Being neither Christian nor gay, I am somewhat outside of this particular argument.
The Church of England will not allow its churches to be used for civil partnership ceremonies unless the full General Synod gives consent, it says.
One presumes that the General Synod will refuse such permission, given that homosexuality is contrary to the belief system. Although, given that belief in God seems not to be too much of a requirement for Anglicanism these days, I should not hold my breath perhaps.
The government says that no religious groups will be forced to host such ceremonies. Given that the Church owns the church, one wonders how that will work out when someone cries “discrimination” upon being refused. And they will. I also wonder if anyone is going to drop into the Finsbury Park Mosque and try to book a gay marriage. Anyone?

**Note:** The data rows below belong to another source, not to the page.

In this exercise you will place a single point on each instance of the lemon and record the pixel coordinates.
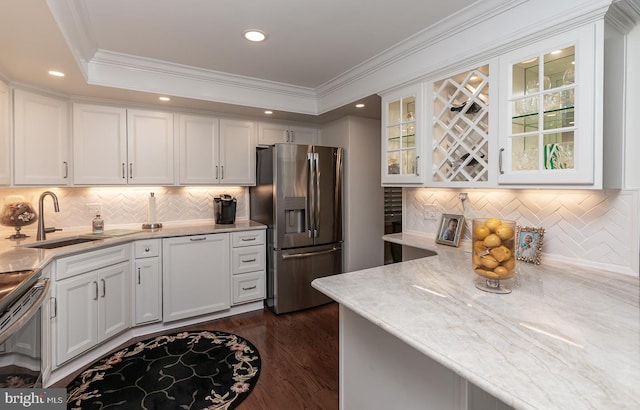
(481, 232)
(510, 263)
(489, 261)
(492, 241)
(502, 272)
(493, 223)
(504, 232)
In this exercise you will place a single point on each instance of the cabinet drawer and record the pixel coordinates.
(147, 248)
(248, 287)
(247, 238)
(248, 259)
(88, 261)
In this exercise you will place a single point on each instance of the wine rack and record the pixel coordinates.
(461, 127)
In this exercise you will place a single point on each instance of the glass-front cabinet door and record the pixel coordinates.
(460, 115)
(401, 136)
(547, 136)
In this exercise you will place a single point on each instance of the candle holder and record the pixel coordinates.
(17, 215)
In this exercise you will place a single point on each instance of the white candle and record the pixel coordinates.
(151, 210)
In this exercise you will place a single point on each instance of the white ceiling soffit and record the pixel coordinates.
(109, 41)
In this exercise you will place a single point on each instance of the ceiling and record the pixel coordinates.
(310, 44)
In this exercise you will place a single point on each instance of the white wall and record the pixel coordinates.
(364, 196)
(632, 131)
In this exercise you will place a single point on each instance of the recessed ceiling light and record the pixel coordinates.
(254, 35)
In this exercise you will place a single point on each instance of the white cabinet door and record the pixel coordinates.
(148, 290)
(273, 133)
(237, 152)
(195, 271)
(99, 145)
(114, 303)
(41, 143)
(303, 135)
(402, 136)
(76, 324)
(150, 147)
(5, 142)
(269, 134)
(551, 132)
(199, 152)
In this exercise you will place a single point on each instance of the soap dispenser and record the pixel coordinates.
(98, 224)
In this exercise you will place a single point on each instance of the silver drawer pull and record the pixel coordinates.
(308, 254)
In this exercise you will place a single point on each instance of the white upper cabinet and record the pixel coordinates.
(99, 144)
(273, 133)
(5, 141)
(216, 151)
(115, 146)
(150, 147)
(237, 152)
(402, 159)
(551, 131)
(41, 143)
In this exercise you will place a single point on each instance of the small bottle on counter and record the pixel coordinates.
(98, 224)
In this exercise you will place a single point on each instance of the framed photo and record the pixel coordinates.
(529, 245)
(450, 229)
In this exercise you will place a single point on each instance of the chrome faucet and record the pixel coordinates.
(42, 231)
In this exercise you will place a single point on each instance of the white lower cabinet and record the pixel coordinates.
(248, 256)
(91, 308)
(195, 271)
(147, 282)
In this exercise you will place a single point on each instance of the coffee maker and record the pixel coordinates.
(225, 207)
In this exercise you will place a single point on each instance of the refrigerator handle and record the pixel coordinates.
(316, 217)
(310, 196)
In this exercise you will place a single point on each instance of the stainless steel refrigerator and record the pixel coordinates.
(298, 195)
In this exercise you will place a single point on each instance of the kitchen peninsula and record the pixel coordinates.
(567, 337)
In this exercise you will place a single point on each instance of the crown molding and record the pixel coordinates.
(454, 24)
(474, 34)
(623, 15)
(111, 69)
(71, 17)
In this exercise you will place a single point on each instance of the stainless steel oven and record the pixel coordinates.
(22, 294)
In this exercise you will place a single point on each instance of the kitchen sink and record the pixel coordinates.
(60, 243)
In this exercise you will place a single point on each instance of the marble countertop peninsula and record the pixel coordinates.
(16, 256)
(566, 337)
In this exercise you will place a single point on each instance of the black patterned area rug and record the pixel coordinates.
(188, 370)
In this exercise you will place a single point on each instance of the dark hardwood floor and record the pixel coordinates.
(299, 353)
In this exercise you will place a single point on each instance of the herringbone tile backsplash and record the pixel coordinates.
(128, 206)
(596, 228)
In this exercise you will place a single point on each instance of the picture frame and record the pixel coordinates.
(529, 244)
(450, 230)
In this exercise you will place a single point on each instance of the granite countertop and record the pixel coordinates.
(566, 337)
(14, 256)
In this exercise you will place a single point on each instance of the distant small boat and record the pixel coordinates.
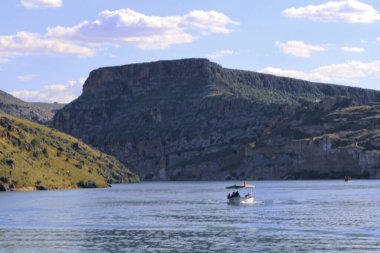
(235, 197)
(347, 178)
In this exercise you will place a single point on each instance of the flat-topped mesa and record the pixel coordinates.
(197, 76)
(190, 119)
(137, 79)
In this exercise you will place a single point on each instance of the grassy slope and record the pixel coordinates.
(41, 155)
(38, 112)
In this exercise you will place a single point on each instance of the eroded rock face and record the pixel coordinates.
(192, 119)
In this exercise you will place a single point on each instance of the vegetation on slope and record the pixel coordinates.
(38, 112)
(35, 156)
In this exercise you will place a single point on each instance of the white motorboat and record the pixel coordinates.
(236, 199)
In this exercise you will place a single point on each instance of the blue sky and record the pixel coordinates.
(48, 47)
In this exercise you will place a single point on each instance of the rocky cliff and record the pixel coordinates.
(191, 119)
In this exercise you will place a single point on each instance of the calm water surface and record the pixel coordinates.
(288, 216)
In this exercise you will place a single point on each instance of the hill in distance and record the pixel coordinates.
(35, 156)
(39, 112)
(192, 119)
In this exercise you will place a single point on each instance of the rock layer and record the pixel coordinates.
(192, 119)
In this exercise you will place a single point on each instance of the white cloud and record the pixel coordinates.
(299, 48)
(26, 78)
(352, 49)
(41, 3)
(346, 11)
(25, 43)
(128, 27)
(220, 54)
(3, 60)
(346, 72)
(61, 93)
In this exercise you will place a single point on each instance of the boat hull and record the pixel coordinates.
(240, 200)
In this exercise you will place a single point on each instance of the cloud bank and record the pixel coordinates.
(299, 48)
(61, 93)
(41, 3)
(128, 27)
(346, 11)
(25, 43)
(220, 54)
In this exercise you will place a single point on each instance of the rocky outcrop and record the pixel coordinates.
(192, 119)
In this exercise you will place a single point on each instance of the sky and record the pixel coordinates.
(48, 47)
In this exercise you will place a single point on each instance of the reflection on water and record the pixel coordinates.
(301, 216)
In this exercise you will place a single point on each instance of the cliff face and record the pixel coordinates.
(187, 119)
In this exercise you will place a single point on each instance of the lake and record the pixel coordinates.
(287, 216)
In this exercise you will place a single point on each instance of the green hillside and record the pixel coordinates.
(38, 112)
(32, 155)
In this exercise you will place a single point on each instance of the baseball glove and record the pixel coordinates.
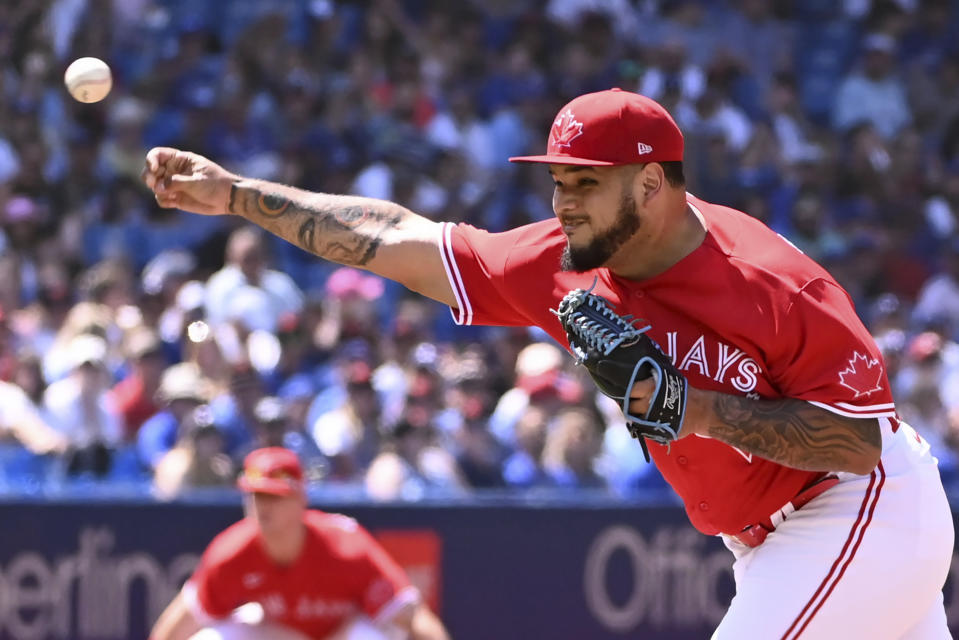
(617, 354)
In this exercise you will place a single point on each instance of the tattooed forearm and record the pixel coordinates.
(343, 229)
(795, 433)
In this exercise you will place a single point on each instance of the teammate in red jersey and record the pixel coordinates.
(790, 449)
(308, 574)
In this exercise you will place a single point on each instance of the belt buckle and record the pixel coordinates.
(752, 536)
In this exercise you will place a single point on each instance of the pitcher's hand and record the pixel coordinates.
(188, 181)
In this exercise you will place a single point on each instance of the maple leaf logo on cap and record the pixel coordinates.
(565, 129)
(862, 375)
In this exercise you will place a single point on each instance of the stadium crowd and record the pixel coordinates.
(151, 348)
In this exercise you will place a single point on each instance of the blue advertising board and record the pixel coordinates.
(104, 570)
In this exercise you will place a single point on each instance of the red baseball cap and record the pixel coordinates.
(612, 127)
(272, 470)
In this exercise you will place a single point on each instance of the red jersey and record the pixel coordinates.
(746, 313)
(341, 572)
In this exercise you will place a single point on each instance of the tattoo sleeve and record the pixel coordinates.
(795, 433)
(344, 229)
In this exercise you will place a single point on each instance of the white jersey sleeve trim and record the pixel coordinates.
(463, 314)
(865, 407)
(851, 411)
(406, 597)
(193, 604)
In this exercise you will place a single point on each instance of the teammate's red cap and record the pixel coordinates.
(611, 127)
(272, 470)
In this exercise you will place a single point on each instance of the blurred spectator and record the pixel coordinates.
(411, 465)
(79, 407)
(350, 436)
(939, 297)
(182, 389)
(919, 392)
(540, 381)
(873, 93)
(524, 467)
(672, 69)
(84, 318)
(245, 290)
(470, 402)
(20, 422)
(135, 397)
(197, 460)
(572, 449)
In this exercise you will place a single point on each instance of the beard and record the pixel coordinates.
(605, 244)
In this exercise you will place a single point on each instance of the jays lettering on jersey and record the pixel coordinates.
(746, 313)
(341, 572)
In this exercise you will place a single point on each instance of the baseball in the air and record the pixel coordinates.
(88, 79)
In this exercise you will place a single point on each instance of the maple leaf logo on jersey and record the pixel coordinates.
(862, 375)
(566, 129)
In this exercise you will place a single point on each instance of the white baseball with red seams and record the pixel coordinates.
(88, 79)
(748, 314)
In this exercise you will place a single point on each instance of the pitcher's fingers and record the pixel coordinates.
(167, 200)
(158, 156)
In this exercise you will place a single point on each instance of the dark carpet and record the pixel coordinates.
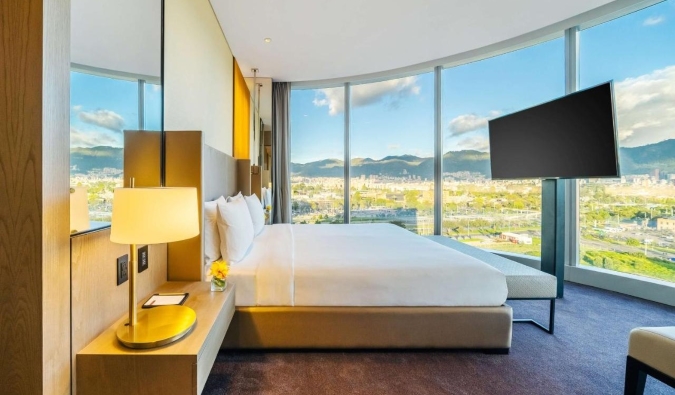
(585, 356)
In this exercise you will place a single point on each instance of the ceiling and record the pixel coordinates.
(119, 35)
(327, 39)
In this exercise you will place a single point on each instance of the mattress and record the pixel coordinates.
(360, 265)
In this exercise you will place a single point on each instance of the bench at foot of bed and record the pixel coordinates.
(486, 328)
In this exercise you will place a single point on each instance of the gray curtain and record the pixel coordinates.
(281, 153)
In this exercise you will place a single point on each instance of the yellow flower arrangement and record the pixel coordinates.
(219, 269)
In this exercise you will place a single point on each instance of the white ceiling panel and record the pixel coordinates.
(326, 39)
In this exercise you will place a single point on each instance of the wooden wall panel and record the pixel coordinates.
(97, 300)
(184, 169)
(34, 159)
(242, 116)
(142, 157)
(56, 197)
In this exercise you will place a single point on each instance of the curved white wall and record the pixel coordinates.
(117, 35)
(198, 73)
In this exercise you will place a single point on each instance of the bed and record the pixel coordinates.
(364, 286)
(395, 290)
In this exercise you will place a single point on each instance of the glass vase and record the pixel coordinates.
(218, 284)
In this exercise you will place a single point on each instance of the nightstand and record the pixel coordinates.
(105, 366)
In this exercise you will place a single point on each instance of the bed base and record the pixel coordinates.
(486, 328)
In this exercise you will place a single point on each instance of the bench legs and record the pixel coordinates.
(636, 376)
(551, 318)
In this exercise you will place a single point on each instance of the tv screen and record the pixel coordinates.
(570, 137)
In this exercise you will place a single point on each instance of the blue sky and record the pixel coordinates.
(396, 117)
(101, 108)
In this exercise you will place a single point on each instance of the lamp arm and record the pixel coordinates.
(133, 263)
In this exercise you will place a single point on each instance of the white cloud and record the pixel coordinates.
(466, 123)
(653, 20)
(94, 138)
(103, 118)
(390, 91)
(645, 108)
(478, 143)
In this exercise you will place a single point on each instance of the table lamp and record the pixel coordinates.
(152, 216)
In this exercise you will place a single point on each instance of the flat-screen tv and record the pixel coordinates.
(570, 137)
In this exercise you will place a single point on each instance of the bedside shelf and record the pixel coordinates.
(105, 366)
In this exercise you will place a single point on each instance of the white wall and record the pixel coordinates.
(198, 73)
(118, 35)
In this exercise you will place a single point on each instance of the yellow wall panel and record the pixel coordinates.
(242, 116)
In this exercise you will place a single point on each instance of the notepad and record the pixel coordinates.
(165, 299)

Sure, if you want to have a gay marriage, by all means ask the local church and if you have a trendy vicar who is prepared to turn a blind eye to the Bible’s exhortations to kill you, then fair enough. But, and this is the crux, any such arrangements should be on the basis of the property owner agreeing to it, not because they are forced to by law.
Marriage, as far as the Christian church is concerned, is the union of a man and a woman for the purposes of procreation. It should have nothing to do with the state – indeed, no such contract between two people should be the business of the state, nor should it be the business of the state to dictate where such arrangements may be conducted. If the property owner says “no” then “no” it should be.